During yester years, the students of HSC used to enjoy a full academic life during their two-year stay in the college. The college faculty used to take pride in their work despite very meager salaries. Time management, diligence and performance monitoring were some of the common approaches adopted by teachers to impart knowledge of acceptable merit. Weak or financially deprived students were given extra attention after the normal instruction hours.
Private tuitions or coaching were non-existent entities. The boys (or girls) common room was the space often utilised for group study by students themselves. College teachers would also drop in for any kind of advice in case of need. The peers used to organise extra-curricular activities with rigour and enthusiasm. Sports, quiz/general knowledge competitions, poetry recitals, cultural events, participation in Radio Pakistan’s student programmes and literary activities would nurture the young minds with the appropriate exposure to transform them into cultured and creative personalities.
Many of our noted writers, poets, dramatists, performing arts wizards and even singers owe their success to the fertile milieu of respective colleges. It is sad to note that the same institutions have apparently become barren without the creation of an alternative space.
Colleges have lost pupils to coaching centres by design, not in default. The low quality of education creates a service demand to be satisfied by coaching centres. A professor who would not ordinarily take his class in the college can be found most punctual and enthusiastic to deliver to his highly paying clientele. It is also reported that many teachers deliberately keep low teaching standards in the colleges in order to promote the demand of private tuition centres. Students slowly lose their interest in taking classes and can be routinely spotted wasting their time in college canteens, common rooms or isolated corners.
The ultimate losers in this state of affairs are the students from low and lower middle income groups who cannot afford private tuitions or coaching centres.

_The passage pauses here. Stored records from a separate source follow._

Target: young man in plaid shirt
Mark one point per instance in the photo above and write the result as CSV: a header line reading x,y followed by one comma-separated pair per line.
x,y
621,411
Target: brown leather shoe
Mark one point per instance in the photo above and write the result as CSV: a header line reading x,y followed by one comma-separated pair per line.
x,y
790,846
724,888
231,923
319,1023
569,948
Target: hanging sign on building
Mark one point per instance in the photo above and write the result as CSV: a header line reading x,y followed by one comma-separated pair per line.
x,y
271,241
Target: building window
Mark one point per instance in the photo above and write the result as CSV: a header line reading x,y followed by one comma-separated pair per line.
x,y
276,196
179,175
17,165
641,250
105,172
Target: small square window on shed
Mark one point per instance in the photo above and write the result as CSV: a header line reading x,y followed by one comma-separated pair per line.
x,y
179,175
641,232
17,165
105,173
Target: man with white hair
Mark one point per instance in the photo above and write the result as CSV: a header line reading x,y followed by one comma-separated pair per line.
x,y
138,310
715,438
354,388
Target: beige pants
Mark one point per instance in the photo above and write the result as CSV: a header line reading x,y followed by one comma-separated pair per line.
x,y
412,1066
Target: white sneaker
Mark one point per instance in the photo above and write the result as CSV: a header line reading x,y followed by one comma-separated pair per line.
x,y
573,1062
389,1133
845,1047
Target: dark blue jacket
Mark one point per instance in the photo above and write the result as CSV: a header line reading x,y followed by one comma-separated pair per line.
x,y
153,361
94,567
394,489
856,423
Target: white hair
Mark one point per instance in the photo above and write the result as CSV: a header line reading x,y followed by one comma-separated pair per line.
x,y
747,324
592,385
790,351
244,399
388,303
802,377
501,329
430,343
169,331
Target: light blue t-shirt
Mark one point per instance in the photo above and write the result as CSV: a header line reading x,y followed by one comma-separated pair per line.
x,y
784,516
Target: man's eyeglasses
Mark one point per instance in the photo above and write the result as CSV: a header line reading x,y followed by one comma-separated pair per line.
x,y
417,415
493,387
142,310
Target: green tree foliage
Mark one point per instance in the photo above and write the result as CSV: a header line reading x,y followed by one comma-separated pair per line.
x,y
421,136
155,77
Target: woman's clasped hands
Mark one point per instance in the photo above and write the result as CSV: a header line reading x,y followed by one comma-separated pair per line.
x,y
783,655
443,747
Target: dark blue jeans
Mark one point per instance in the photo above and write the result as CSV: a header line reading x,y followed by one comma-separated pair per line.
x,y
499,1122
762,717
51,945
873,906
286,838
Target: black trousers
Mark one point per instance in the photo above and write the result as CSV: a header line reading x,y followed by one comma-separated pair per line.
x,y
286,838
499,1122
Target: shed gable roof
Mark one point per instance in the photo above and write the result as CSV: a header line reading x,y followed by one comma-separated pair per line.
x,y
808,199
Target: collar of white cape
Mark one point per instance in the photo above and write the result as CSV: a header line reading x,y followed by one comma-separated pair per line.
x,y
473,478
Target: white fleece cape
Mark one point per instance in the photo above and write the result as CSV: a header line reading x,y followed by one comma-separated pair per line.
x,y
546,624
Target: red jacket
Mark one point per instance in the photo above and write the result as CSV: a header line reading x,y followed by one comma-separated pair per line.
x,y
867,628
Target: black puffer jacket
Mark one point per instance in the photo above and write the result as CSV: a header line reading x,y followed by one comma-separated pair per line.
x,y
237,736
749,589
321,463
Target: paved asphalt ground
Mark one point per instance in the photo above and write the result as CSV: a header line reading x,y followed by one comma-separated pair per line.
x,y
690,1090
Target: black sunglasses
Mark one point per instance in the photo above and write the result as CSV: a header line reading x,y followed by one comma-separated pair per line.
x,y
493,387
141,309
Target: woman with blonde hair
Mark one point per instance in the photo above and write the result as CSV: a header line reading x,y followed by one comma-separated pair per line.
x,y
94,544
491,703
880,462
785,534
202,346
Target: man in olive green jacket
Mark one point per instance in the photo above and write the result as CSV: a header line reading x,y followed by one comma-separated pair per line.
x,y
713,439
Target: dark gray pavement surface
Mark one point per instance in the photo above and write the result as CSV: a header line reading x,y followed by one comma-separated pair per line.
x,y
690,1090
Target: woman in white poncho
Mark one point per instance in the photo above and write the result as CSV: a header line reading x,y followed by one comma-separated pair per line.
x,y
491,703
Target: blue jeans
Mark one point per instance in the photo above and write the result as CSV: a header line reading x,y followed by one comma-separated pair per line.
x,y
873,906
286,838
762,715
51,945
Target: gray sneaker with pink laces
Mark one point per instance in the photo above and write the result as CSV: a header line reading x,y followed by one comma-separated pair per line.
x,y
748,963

Their only option is the college which has very little to offer. For this perpetual handicap, the chances of the underprivileged children to enter institutions of higher learning are greatly eclipsed. An average student from affluent background usually makes it to a good university through crutches of tuition while similar cases from lower income background are denied this option. In other words, poor attainment opportunities at the college level perpetuates the status quo against the downtrodden.
Past two decades have seen a periodic rise in the influence of political groups in colleges, even at the intermediate level. A peep into boys’ common rooms reveals the clandestine takeover of student affairs by the planted agents of dominant student wings of major political parties. The college managements, in some cases, also enter into marriages of mutual convenience for promoting their agenda in a trade union like style. Efforts of innovation and uplift are frustrated at the very onset by the joint fronts enacted by the collusion of the two cadres.
Recently, the move by a non-governmental organisation to acquire the management of some government educational institutions was sabotaged by the connivance of the respective college managements and members of a fanatic religio-political group. Spineless provincial administration went back on their decision, sealing the fate of hundreds of pupils who lost access to quality education.
A great deal has been said about the examination boards of the province. Across the myriad of problems, lack of transparency in the management and conduct of examination is the core issue. This can be fixed through simple but tough decisions.